简略Spark输出

Spark（和PySpark）的执行可以特别详细，很多INFO日志消息都会打印到屏幕。开发过程中，这些非常恼人，因为可能丢失Python栈跟踪或者print的输出。为了减少Spark输出 – 你可以设置$SPARK_HOME/conf下的log4j。首先，拷贝一份文件,去掉.template扩展名

cp $SPARK_HOME/conf/log4j.properties.template $SPARK_HOME/conf/log4j.properties

编辑新文件，用WARN替换代码中出现的INFO

Ipython notebook

IPython Notebook 是一种新兴的交互式数据分析与记录工具，它定义了一种全新的计算文件格式，其中包含了代码，代码说明以及每一步的计算输出(数值或图片等)，也就是说这一个文件完整记录了计算过程中的所有相关信息。此外，该文件还可以嵌入网络视频，图片，(LaTeX) 公式等众多副文本格式，实为交互计算，记录思维，传播思想的好帮手

3.1matplotlib介绍

matplotlib 是python最著名的绘图库，它提供了一整套和matlab相似的命令API，十分适合交互式地行制图。而且也可以方便地将它作为绘图控件，嵌入GUI应用程序中。 matplotlib实际上是一套面向对象的绘图库，它所绘制的图表中的每个绘图元素，例如线条Line2D、文字Text、刻度等在内存中都有一个对象与之对应。
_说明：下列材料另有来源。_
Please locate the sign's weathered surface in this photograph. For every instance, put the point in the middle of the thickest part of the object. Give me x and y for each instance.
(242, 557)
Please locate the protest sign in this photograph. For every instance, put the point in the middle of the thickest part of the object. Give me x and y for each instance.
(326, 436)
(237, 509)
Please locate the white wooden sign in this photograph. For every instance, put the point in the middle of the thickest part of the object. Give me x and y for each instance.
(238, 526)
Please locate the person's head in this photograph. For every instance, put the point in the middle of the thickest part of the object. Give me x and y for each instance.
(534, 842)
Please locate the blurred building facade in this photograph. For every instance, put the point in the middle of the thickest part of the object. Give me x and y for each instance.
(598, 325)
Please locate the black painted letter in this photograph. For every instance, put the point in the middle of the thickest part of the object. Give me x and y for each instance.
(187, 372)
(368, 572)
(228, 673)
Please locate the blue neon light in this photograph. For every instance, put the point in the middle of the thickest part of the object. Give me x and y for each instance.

为了方便快速绘图matplotlib通过pyplot模块提供了一套和MATLAB类似的绘图API，将众多绘图对象所构成的复杂结构隐藏在这套API内部。我们只需要调用pyplot模块所提供的函数就可以实现快速绘图以及设置图表的各种细节。pyplot模块虽然用法简单，但不适合在较大的应用程序中使用。

使用环境

我们将matplotlib、numpy、pandas等库安装在虚拟环境bigdata中，所以需要

workon bigdata

此时，输入命令

ipython --matplotlib=qt

启动一个一qt模式打开的matplotlib环境,在ipython notebook中如果导入pyspark，显示没有py4j模块，需要通过命令安装

pip install py4j

API入门

Figure与subplot 一般我们将pyplot设置为缩写plt

from matplotlib import pyplot as plt

matplotlib的图像都位于Figure对象中，你可以使用plt.figure创建一个新的Figure

plt.figure()

在x轴指定随机的50个点，cumsum()函数的作用是将50个随机数变成一个列表，其中k代表黑色，--代表是虚线的意思

from numpy.random import randn
plt.plot(randn(50).cumsum(),'k--')

创建多个subplot

fig,axes = plt.subplots(2,3)

这样生成一个figure中包含了6块区域，可以通过axes[i,j]的方式去对每一个表格进行个性显示

subplot参数：

nrows 行数
ncols 列数
sharex 所有的subplot都应该具有相同的x刻度
sharey 所有的subplot都应该具有相同的y刻度

刻度、标签、图列

比如xlim,xticks和xticklabels的方法，设置(x)绘图范围，刻度位置，设置刻度的标签

fig,ax= plt.subplots(1,1)
ax.plot(randn(1000).cumsum())
ax.set_xticks([0,250,500,750,1000])
ax.set_xticklabels(['1','2','3','4','5'])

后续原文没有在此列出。